UNC’s School of Education hosted a daylong conference on technology in the classroom, one focused on a three-pronged approach known as TPACK, an acronym for Technological Pedagogical Content Knowledge. Jargon aside, TPACK is at its core a school of thought predicated on the true integration of technology, content and sound instructional practices. It emerged in the late 90s but has taken on greater importance as educators realize that the mere presence of technological wizardry does not necessarily lead to better teaching and improved test scores.

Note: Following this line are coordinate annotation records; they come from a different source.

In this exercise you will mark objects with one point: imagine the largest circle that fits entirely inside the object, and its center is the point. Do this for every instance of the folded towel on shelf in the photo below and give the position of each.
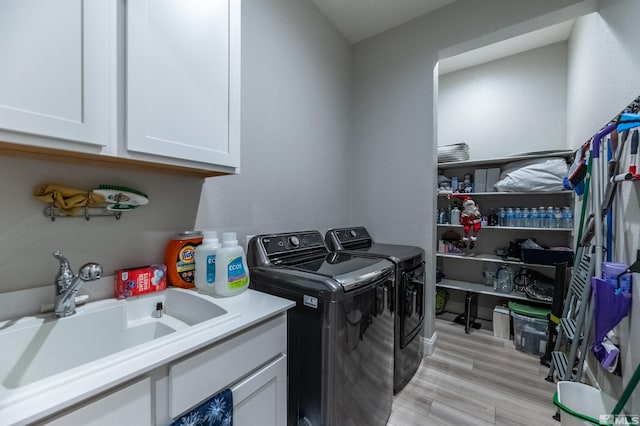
(68, 200)
(216, 411)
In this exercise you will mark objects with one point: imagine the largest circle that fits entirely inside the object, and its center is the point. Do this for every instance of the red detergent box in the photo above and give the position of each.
(141, 280)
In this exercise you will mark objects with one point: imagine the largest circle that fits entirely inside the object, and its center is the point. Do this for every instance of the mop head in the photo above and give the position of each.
(578, 170)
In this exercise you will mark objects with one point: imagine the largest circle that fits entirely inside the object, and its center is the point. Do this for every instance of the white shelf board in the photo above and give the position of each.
(502, 160)
(483, 289)
(502, 194)
(511, 228)
(486, 257)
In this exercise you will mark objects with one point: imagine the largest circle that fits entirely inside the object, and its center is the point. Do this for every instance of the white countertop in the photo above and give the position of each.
(42, 398)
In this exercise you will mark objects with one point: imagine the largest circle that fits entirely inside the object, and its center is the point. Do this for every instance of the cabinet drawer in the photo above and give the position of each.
(261, 398)
(202, 375)
(127, 405)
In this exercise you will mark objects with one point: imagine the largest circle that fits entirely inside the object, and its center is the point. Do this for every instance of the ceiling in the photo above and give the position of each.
(360, 19)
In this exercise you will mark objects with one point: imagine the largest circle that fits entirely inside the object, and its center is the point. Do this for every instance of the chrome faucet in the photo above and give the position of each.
(68, 284)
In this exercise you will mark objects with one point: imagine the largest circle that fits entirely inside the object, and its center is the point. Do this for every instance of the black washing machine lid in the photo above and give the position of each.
(395, 252)
(350, 271)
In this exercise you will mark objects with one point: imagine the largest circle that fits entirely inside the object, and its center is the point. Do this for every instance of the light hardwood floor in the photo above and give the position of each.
(475, 379)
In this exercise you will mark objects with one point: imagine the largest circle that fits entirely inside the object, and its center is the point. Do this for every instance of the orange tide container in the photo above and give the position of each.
(180, 258)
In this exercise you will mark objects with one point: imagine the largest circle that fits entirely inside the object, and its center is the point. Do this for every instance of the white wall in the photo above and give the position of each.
(295, 162)
(604, 76)
(296, 90)
(511, 105)
(395, 120)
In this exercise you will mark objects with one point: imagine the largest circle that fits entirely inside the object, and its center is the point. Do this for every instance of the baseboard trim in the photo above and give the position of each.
(429, 344)
(590, 376)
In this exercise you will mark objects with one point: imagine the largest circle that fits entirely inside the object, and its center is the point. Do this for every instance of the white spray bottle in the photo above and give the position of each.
(205, 261)
(232, 273)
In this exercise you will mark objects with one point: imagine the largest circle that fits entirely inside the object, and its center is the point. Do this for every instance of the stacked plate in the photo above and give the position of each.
(453, 152)
(120, 198)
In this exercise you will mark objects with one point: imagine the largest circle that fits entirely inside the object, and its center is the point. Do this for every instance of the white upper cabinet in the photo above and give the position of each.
(56, 72)
(183, 80)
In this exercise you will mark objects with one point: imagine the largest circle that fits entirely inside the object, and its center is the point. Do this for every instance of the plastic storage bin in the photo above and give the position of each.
(529, 334)
(582, 404)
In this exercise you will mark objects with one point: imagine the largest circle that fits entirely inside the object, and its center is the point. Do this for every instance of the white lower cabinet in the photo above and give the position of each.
(260, 399)
(242, 362)
(127, 405)
(56, 78)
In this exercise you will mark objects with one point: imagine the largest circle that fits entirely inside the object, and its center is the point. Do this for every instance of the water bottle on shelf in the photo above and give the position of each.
(502, 217)
(455, 215)
(493, 218)
(549, 218)
(518, 217)
(526, 217)
(557, 213)
(511, 217)
(488, 274)
(542, 217)
(535, 218)
(567, 217)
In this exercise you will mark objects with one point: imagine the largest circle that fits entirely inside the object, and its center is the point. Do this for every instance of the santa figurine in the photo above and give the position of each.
(470, 219)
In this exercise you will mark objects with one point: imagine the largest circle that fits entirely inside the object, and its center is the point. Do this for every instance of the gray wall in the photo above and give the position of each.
(596, 93)
(394, 116)
(296, 115)
(515, 104)
(27, 238)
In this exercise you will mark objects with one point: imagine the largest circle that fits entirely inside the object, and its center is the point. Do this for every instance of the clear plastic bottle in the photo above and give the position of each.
(549, 218)
(502, 217)
(511, 217)
(455, 215)
(488, 274)
(542, 213)
(567, 217)
(535, 218)
(205, 259)
(526, 217)
(232, 272)
(557, 213)
(518, 217)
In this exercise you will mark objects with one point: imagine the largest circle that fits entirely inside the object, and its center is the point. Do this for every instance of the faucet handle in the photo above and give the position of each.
(65, 275)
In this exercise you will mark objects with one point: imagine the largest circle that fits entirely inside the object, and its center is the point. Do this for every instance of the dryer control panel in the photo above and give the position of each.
(285, 248)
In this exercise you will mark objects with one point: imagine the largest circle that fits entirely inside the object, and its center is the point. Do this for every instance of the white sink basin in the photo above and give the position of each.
(34, 348)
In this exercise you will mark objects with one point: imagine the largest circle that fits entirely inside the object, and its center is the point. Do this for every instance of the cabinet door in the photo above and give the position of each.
(261, 399)
(183, 80)
(56, 73)
(130, 405)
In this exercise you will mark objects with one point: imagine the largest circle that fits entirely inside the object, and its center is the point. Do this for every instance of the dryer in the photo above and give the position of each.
(409, 293)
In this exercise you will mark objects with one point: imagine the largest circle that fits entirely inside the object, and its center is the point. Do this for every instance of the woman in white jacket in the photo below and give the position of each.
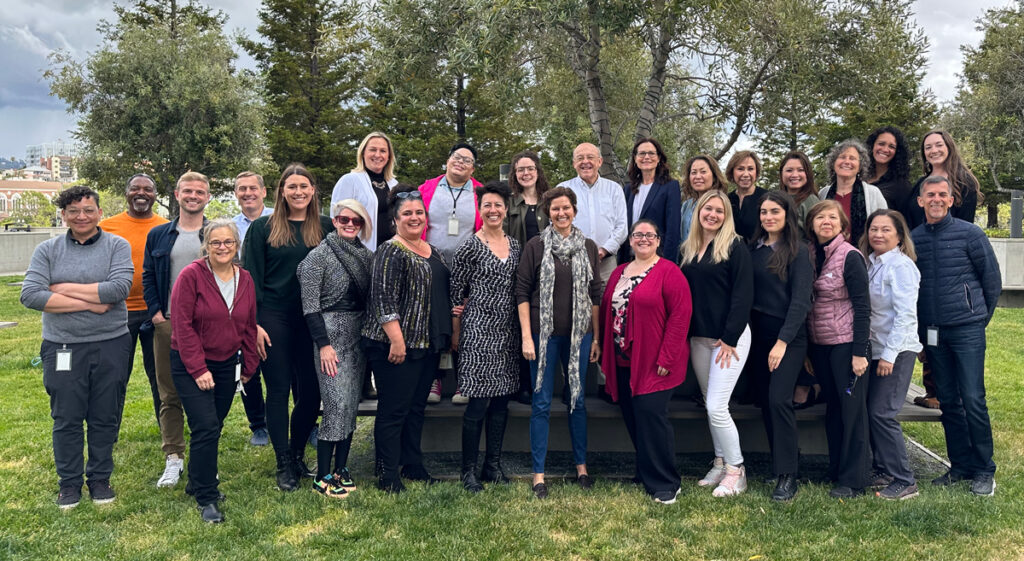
(370, 183)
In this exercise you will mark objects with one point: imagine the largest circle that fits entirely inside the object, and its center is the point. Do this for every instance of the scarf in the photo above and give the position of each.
(355, 262)
(571, 251)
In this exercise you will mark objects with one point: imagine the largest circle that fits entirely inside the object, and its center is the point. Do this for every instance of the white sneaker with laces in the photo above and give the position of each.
(172, 471)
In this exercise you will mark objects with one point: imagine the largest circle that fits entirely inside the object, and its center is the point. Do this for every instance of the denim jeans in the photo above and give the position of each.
(558, 351)
(958, 365)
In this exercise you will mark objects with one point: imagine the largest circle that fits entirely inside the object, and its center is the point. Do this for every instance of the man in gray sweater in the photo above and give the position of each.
(80, 282)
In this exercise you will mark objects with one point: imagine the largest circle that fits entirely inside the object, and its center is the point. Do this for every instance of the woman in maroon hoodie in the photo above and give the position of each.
(213, 346)
(646, 313)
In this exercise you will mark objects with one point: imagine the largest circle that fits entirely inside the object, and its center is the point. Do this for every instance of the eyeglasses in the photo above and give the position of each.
(344, 220)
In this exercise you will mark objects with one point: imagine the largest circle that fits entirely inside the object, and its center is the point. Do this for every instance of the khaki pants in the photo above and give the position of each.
(172, 429)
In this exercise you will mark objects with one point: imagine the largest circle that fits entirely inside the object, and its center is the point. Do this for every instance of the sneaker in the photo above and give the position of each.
(983, 485)
(435, 392)
(100, 491)
(330, 487)
(715, 475)
(344, 479)
(733, 483)
(172, 471)
(260, 438)
(69, 497)
(666, 498)
(898, 491)
(880, 480)
(947, 479)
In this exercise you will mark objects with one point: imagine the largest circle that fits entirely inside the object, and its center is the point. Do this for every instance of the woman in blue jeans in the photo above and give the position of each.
(558, 292)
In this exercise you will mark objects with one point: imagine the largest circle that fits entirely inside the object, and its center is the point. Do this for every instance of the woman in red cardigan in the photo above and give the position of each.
(646, 312)
(213, 346)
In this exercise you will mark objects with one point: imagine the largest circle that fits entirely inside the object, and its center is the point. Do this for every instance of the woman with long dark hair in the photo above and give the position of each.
(890, 167)
(273, 247)
(778, 344)
(653, 195)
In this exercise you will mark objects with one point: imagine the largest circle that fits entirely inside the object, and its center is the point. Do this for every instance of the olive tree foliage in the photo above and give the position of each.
(163, 99)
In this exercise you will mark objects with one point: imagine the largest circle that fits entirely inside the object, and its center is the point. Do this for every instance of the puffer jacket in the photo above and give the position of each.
(960, 276)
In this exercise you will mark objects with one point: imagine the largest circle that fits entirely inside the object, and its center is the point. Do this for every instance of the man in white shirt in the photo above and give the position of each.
(601, 206)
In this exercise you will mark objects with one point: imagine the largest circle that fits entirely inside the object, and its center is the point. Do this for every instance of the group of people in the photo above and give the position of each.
(795, 290)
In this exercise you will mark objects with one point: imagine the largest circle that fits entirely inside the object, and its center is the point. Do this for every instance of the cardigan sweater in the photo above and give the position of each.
(203, 328)
(656, 324)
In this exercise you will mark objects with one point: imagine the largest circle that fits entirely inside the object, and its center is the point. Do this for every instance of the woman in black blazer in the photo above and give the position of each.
(653, 195)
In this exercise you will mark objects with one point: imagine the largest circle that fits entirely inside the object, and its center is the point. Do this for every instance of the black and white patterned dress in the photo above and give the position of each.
(488, 344)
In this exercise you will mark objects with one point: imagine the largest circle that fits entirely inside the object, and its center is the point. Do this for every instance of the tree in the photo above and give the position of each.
(311, 57)
(160, 98)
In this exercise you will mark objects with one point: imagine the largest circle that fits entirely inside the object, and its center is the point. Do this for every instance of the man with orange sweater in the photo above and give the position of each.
(133, 225)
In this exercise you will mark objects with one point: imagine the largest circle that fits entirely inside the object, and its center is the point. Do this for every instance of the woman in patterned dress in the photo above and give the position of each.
(483, 278)
(335, 283)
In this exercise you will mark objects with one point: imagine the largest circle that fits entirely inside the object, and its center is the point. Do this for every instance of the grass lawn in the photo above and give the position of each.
(613, 521)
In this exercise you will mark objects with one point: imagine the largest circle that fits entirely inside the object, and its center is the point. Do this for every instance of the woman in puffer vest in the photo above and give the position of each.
(839, 326)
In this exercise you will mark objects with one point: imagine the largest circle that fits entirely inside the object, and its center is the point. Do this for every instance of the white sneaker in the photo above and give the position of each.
(172, 471)
(715, 475)
(733, 483)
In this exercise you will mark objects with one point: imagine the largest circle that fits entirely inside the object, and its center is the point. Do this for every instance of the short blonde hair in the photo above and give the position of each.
(357, 208)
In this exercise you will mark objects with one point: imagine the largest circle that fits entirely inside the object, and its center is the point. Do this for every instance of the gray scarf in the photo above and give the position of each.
(571, 251)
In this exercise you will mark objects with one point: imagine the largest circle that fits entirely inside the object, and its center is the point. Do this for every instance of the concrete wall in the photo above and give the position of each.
(16, 248)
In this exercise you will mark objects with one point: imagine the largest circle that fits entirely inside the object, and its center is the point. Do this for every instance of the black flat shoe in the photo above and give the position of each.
(211, 513)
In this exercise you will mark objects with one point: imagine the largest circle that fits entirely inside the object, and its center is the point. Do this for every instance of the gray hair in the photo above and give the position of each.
(865, 161)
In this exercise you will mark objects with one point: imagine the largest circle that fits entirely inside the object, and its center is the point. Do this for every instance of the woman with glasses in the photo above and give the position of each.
(213, 349)
(335, 281)
(274, 245)
(838, 325)
(646, 313)
(408, 326)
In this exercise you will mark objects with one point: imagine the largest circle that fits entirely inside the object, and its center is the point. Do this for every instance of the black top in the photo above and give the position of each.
(722, 294)
(748, 216)
(790, 299)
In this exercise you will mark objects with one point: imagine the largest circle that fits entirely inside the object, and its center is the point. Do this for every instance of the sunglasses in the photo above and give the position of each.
(344, 220)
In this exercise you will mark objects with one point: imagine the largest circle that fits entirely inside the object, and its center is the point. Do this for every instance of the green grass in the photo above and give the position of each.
(614, 521)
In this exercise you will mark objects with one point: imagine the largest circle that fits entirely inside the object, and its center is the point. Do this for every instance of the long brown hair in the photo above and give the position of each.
(281, 230)
(958, 174)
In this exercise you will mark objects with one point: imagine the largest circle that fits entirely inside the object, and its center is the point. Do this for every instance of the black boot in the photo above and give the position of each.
(286, 474)
(493, 457)
(470, 450)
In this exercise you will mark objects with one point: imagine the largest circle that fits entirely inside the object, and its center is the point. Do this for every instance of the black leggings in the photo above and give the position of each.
(289, 360)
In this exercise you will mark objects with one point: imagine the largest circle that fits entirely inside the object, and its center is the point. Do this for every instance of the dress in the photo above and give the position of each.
(488, 345)
(335, 306)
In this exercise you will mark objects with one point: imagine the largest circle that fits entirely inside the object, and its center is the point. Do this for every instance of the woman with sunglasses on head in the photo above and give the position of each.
(408, 326)
(838, 325)
(646, 312)
(778, 334)
(335, 281)
(717, 264)
(273, 247)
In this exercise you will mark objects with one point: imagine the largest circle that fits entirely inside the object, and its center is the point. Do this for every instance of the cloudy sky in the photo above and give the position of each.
(30, 30)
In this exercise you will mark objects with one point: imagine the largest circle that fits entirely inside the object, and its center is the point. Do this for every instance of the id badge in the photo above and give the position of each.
(64, 360)
(446, 362)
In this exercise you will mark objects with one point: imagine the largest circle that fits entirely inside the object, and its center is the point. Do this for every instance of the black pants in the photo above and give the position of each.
(205, 411)
(401, 398)
(135, 321)
(653, 437)
(289, 359)
(89, 392)
(773, 390)
(846, 417)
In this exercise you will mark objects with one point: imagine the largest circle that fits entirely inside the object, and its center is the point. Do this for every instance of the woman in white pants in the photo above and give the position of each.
(717, 265)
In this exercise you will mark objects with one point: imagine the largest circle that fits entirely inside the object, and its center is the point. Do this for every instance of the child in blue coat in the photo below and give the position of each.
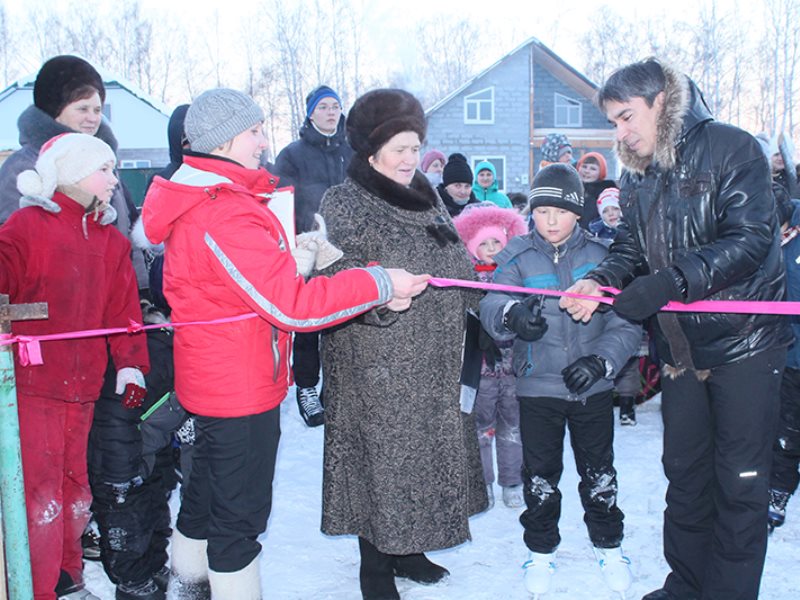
(564, 374)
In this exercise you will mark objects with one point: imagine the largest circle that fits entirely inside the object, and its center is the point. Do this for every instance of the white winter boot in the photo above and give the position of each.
(616, 568)
(189, 569)
(513, 497)
(539, 569)
(244, 584)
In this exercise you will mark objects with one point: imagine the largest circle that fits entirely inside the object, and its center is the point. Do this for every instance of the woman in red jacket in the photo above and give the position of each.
(59, 249)
(226, 255)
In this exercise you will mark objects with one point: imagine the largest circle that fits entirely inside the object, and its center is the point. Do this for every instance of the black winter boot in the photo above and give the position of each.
(376, 573)
(417, 567)
(146, 590)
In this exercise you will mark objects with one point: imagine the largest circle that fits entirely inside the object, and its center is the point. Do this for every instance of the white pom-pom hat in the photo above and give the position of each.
(64, 160)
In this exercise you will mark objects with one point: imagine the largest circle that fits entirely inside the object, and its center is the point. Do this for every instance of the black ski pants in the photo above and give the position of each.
(718, 435)
(786, 450)
(229, 496)
(591, 432)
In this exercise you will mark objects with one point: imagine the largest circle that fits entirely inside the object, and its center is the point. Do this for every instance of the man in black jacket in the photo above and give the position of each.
(700, 224)
(312, 164)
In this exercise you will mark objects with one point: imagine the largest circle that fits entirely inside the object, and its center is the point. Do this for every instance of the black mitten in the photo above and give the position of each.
(646, 295)
(583, 373)
(526, 320)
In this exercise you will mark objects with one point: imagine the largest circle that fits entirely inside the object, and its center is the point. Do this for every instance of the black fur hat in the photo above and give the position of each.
(557, 184)
(379, 115)
(59, 77)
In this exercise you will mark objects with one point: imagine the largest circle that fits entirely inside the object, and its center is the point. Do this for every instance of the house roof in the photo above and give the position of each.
(547, 58)
(109, 80)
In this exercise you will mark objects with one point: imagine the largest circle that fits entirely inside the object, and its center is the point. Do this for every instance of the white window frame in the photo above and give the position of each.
(498, 174)
(469, 100)
(562, 101)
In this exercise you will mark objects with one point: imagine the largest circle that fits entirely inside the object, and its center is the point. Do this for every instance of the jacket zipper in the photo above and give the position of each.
(276, 354)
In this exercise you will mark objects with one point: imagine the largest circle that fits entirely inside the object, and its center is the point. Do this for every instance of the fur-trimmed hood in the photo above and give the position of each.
(684, 109)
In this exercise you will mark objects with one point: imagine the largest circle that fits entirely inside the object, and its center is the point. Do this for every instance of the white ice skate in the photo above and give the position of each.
(616, 569)
(539, 569)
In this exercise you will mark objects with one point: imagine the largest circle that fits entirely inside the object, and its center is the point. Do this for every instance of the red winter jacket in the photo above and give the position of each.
(88, 282)
(226, 255)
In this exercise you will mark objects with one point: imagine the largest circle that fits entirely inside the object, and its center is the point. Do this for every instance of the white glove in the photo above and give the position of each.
(128, 375)
(305, 257)
(317, 240)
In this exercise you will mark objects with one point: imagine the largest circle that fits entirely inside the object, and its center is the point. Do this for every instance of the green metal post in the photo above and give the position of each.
(12, 488)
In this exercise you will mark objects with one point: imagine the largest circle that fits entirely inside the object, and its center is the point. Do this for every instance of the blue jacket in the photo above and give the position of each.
(531, 261)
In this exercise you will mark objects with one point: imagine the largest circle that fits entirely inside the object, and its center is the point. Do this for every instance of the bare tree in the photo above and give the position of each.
(447, 53)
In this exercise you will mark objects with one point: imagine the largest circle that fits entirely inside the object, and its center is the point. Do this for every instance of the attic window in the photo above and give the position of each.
(569, 112)
(479, 107)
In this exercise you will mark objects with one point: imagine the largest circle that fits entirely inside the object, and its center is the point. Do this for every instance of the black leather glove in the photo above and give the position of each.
(526, 320)
(491, 353)
(584, 373)
(646, 295)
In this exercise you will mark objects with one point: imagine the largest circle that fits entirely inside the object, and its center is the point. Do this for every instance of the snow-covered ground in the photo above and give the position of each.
(300, 563)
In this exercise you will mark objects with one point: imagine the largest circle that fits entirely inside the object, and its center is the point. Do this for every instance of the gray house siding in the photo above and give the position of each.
(507, 137)
(510, 134)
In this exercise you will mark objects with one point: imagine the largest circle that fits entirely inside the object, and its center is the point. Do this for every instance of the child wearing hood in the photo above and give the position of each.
(58, 248)
(593, 170)
(605, 226)
(485, 230)
(485, 185)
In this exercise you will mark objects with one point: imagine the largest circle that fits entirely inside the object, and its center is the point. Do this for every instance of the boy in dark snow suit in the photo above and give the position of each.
(784, 476)
(564, 376)
(132, 476)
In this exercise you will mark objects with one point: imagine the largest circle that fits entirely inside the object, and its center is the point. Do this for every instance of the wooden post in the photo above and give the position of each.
(14, 531)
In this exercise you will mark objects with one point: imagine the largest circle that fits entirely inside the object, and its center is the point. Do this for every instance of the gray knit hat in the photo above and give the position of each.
(219, 115)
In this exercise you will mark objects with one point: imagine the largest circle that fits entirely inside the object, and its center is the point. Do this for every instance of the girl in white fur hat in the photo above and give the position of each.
(59, 249)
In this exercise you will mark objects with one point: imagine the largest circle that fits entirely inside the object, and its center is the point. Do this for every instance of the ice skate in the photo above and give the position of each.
(777, 508)
(512, 496)
(539, 569)
(310, 406)
(627, 410)
(616, 569)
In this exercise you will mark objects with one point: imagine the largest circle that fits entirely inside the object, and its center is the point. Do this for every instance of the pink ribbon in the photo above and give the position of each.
(29, 350)
(747, 307)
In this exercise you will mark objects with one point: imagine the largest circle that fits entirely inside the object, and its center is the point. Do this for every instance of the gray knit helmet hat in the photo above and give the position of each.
(219, 115)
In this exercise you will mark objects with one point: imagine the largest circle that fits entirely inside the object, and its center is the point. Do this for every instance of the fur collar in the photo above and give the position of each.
(419, 196)
(670, 126)
(36, 127)
(107, 217)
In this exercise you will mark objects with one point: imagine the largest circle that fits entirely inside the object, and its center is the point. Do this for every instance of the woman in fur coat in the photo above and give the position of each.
(402, 468)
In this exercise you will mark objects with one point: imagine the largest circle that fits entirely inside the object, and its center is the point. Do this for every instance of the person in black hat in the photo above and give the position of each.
(68, 96)
(312, 164)
(565, 374)
(456, 187)
(401, 458)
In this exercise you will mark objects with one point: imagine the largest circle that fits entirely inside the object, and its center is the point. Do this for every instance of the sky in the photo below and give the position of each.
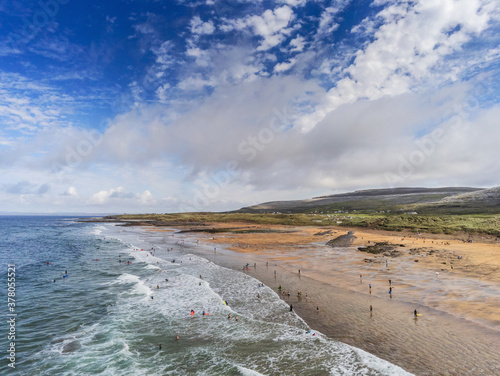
(211, 105)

TPACK, however, is not just a school of thought. It has heavy duty backers, including Microsoft, and many practitioners who have put together very specific ways of integrating technology, curriculum requirements and teaching strategies in order to achieve what they like to call the “sweet spot.”
One example on display at the UNC seminar was an online program called Gapminder World, which has a wealth of animated graphic information that, among other things, depicts how life expectancy and per capita income have changed over time. Hit “play” and a series of bubbles representing each country starts to move, allowing students to learn the basics of mean, median and mode as well as a wide range of interpretive and critical thinking skills.
Other examples include online historical records that allow teachers and students to go well beyond the textbook; games and simulations that bring the complexity of the real world into the classroom; and filmmaking capabilities that, when used well, engage students in unprecedented ways.
“It’s not just a matter of giving you this bright and shiny new device, but how do you use it pedagogically? How does it make a difference?” said James Ptaszynski, Microsoft’s senior director for World Wide Higher Education. “Just because there are some cool education apps on there, that doesn’t necessarily mean they’re integrated into the curriculum that you’re teaching…. You really need to systemically use it.”
Otherwise, he said, the history of the past 30 years will repeat itself and the machines that go “PING!” will continue to be viewed as toys, not tools.